Small colony variants (SCVs) of S. aureus represent a significant clinical challenge due to their association with persistent infections and antibiotic resistance. Recent research has identified novel adaptive phenotypes in S. aureus, including a previously undescribed SCV phenotype characterized by hyper-pigmentation . Understanding the potential relationship between MetAP function and SCV formation could provide valuable insights for clinical management of S. aureus infections:

• MetAP's Role in Proteome Remodeling During Adaptation: As MetAP processes newly synthesized proteins, alterations in its activity during adaptation to stressful environments (such as within macrophages or in the presence of antibiotics) could contribute to the proteome remodeling associated with SCV formation. Experimental evolution studies have shown that S. aureus strains passaged through macrophage cell lines accumulate mutations in various genomic loci, leading to enhanced survival in macrophages and human blood, along with antibiotic resistance .
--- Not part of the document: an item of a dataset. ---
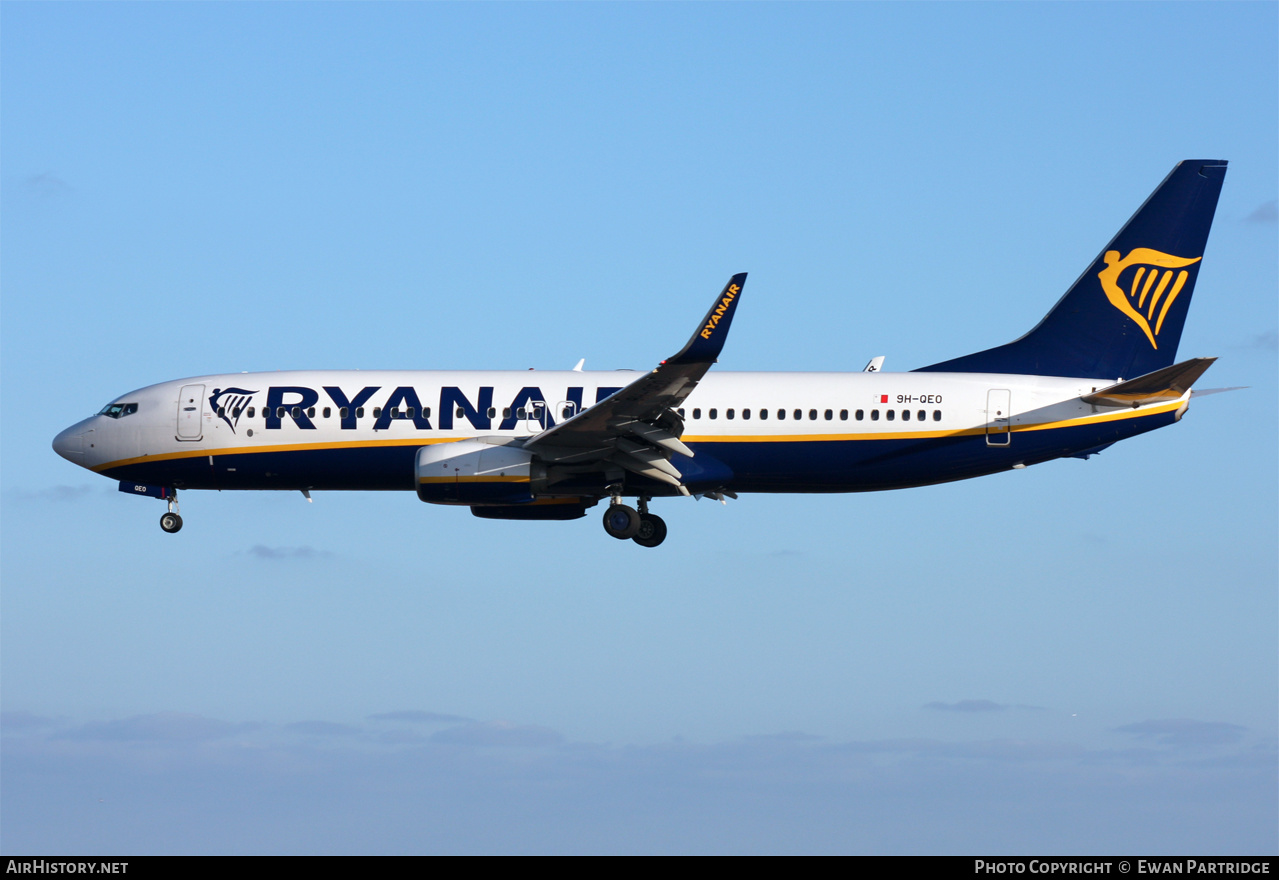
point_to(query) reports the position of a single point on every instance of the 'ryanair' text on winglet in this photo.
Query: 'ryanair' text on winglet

• Potential Connection to Stress Response Pathways: The recently described SCV phenotype resulting from a missense mutation in rsbW suggests involvement of the stress response sigma factor SigB . Given that methionine metabolism in S. aureus is integrated with the stringent response pathway , there may be interconnections between MetAP function, stress responses, and SCV formation that warrant investigation.

• Implications for Persistent Infections: SCVs are known to exhibit heightened intracellular persistence, which contributes to chronic infections. The conditional nature of the novel SCV phenotype, which rapidly converts to a large colony variant in nutrient-replete conditions through spontaneous sigB deletion events , suggests complex regulatory mechanisms that might involve methionine metabolism and MetAP function.

• Research Approaches: To investigate these connections, researchers could employ:

  • Comparative proteomics between wild-type and SCV S. aureus strains, focusing on N-terminal processing differences

  • Experimental evolution studies with MetAP inhibitors to determine if altered MetAP function influences SCV formation

  • Analysis of MetAP expression and activity in clinical SCV isolates versus normal phenotype strains

  • Investigation of methionine metabolism in the context of host-pathogen interactions, particularly within macrophages

The identification of similar sigB deletion events in clinical S. aureus isolates suggests that the regulatory mechanisms underlying SCV formation and reversion occur during clinical infections, making this an important area for further investigation.